What it did teach me, however, was an understanding of the fiendish complexity involved in navigating the English tax system. Any corporate deal is massively complicated by its tax implications - many transactions incur such a large potential tax exposure that they are simply not viable as a result. In most cases specific exemptions apply for precisely this reason - to prevent legitimate business activity being stifled by unintended tax charges. Structuring a deal, therefore, involves a great deal of tax advice, to ensure that the deal doesn't become liable for massive tax charges.
This, obviously, is tax avoidance, and sophisticated tax avoidance at that. Lawyers' and accountants' jobs are entirely dependent on piloting corporates and individuals through the weird and incomprehensible channels that a century's accretion of taxes, exemptions and anomalies have created. This is an area defined by its ambiguity - while tax avoidance measures will be held invalid if they were entered into solely to avoid tax, this is a pretty unclear benchmark. The 2009 Code of Practice for banking says that a bank "should not engage in tax planning other than that which supports genuine commercial activity", which goes some way towards clarity, but stops short of actually reaching it.
The long and the short of it therefore is that, as Lord Fink says, more or elss everyone avoids tax to a certain degree. This is obviously true of all companies and rich people - when dealing with large sums of money, unless you actually take positive steps to maximise your tax liability (and if anyone does this, I've never heard of it) you will be avoiding tax to an extent. It is also true of most people in more normal circumstances. Paying into an ISA, or into a pension avoids paying tax. Hell, if your definition of tax avoidance is just "not paying all the tax you possibly could" then buying orange squash instead of orange juice means you're avoiding paying VAT.
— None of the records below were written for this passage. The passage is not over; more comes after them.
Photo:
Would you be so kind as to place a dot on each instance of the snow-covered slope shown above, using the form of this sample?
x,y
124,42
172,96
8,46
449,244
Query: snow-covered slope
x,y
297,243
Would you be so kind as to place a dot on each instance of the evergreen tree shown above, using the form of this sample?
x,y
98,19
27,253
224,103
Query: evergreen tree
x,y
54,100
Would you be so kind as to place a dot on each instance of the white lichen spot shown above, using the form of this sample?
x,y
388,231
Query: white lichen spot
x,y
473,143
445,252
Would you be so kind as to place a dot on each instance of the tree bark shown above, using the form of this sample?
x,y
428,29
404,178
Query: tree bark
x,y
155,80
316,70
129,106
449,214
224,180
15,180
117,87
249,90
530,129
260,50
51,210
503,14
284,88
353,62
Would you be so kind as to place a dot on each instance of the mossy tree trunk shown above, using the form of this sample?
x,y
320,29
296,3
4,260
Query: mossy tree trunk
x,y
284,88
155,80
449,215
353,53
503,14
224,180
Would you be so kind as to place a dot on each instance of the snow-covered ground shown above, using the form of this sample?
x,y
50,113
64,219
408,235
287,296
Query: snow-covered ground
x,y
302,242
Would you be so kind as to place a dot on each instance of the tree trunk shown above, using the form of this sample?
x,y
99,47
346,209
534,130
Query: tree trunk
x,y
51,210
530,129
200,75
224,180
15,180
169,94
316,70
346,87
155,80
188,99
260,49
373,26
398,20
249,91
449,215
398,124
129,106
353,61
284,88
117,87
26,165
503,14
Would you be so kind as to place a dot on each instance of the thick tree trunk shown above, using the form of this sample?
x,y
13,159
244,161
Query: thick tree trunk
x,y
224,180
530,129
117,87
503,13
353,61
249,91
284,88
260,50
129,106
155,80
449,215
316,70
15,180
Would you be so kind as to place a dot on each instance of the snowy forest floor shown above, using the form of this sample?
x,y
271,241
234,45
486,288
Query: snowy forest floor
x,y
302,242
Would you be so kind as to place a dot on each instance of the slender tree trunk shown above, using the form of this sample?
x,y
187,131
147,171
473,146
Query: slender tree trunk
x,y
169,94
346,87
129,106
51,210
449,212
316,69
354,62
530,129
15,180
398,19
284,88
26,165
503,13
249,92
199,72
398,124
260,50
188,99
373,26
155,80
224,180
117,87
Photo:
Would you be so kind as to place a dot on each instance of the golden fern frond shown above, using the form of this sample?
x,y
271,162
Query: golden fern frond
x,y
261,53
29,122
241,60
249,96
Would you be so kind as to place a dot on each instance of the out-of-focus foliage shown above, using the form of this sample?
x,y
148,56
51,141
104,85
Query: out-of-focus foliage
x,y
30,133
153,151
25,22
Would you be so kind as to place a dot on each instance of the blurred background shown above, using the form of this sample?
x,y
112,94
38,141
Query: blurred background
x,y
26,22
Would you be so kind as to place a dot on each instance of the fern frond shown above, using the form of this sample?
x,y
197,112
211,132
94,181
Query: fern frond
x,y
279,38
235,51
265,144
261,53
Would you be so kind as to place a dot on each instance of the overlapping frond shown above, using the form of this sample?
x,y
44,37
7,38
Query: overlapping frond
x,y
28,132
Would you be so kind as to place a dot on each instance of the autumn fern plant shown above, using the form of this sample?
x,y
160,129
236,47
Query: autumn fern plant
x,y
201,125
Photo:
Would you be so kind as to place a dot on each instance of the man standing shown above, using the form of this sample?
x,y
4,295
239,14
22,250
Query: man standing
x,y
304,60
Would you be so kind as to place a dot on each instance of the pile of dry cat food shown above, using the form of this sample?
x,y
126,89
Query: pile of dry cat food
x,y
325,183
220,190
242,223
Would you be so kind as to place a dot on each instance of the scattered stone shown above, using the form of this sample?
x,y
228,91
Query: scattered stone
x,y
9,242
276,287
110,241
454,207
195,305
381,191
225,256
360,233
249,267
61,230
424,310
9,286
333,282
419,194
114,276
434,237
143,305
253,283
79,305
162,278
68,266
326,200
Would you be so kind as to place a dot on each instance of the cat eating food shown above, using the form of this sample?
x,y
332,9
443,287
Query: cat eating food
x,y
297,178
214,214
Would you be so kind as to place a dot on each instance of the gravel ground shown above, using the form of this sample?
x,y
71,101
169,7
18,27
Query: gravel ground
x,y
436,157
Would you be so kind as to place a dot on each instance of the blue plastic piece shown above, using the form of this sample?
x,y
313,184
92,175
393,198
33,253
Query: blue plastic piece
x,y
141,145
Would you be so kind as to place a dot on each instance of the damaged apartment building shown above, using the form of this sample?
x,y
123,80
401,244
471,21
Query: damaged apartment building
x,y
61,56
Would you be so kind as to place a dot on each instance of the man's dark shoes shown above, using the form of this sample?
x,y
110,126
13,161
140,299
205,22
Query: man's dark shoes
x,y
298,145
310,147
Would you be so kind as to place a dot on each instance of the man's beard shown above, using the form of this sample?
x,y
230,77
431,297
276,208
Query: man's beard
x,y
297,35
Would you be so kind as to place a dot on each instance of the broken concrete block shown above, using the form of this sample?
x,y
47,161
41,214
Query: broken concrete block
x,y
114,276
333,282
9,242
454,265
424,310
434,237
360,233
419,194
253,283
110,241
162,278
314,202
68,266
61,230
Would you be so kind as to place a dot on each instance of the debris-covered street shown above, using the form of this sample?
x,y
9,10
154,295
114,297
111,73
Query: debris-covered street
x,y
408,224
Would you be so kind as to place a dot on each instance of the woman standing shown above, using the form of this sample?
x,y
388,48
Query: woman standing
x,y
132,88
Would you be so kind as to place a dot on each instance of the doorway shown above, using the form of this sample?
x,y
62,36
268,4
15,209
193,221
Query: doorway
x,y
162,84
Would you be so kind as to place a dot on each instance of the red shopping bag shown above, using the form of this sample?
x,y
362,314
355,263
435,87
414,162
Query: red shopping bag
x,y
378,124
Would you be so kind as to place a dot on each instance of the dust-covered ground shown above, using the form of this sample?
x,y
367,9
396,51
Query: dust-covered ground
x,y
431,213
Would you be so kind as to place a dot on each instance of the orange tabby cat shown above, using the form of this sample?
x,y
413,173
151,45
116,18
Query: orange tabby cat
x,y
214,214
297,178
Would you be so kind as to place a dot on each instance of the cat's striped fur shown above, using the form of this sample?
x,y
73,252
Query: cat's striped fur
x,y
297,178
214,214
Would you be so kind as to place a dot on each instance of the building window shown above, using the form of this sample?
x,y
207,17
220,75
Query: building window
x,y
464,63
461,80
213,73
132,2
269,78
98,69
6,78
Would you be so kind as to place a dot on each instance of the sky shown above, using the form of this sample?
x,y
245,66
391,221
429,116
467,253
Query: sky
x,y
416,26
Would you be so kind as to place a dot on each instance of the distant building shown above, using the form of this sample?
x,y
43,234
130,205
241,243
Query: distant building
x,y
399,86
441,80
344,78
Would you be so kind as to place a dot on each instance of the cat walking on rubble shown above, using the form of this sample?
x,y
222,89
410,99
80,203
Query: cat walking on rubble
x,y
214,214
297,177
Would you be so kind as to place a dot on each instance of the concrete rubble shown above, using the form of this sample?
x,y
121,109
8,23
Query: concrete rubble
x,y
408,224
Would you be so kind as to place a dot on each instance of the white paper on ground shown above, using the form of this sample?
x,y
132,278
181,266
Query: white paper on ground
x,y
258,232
The conflation of tax avoidance with tax evasion, therefore, is pretty disingenuous. Ed Miliband is having a great time at the moment calling people "tax avoiders", but this as swords go, this is a pretty double-edged one. There are a lot of rich people in the Labour party, and I doubt any of them wish their tax activities being subject to that much scrutiny. Ed himself used a Deed of Variation to protect himself from a potential IHT liability on his parents' house (the fact that he didn't face an IHT charge is irrelevant - the purpose of the Deed was to avoid a potential liability). Tony Benn used a trust structure to minimise IHT expsoure on his death. More obviously, dozens of Labour MPs 'flipped' their second homes to avoid a CGT liability. There are very few clean hands in all of this, and no winners from a 'back to basics' on tax.
It may be, as Phillip Collins says, that linking Tories to tax avoidance is good politics for Labour in the short-term. In the longer term, however, I suspect that all it does is make life harder for everyone.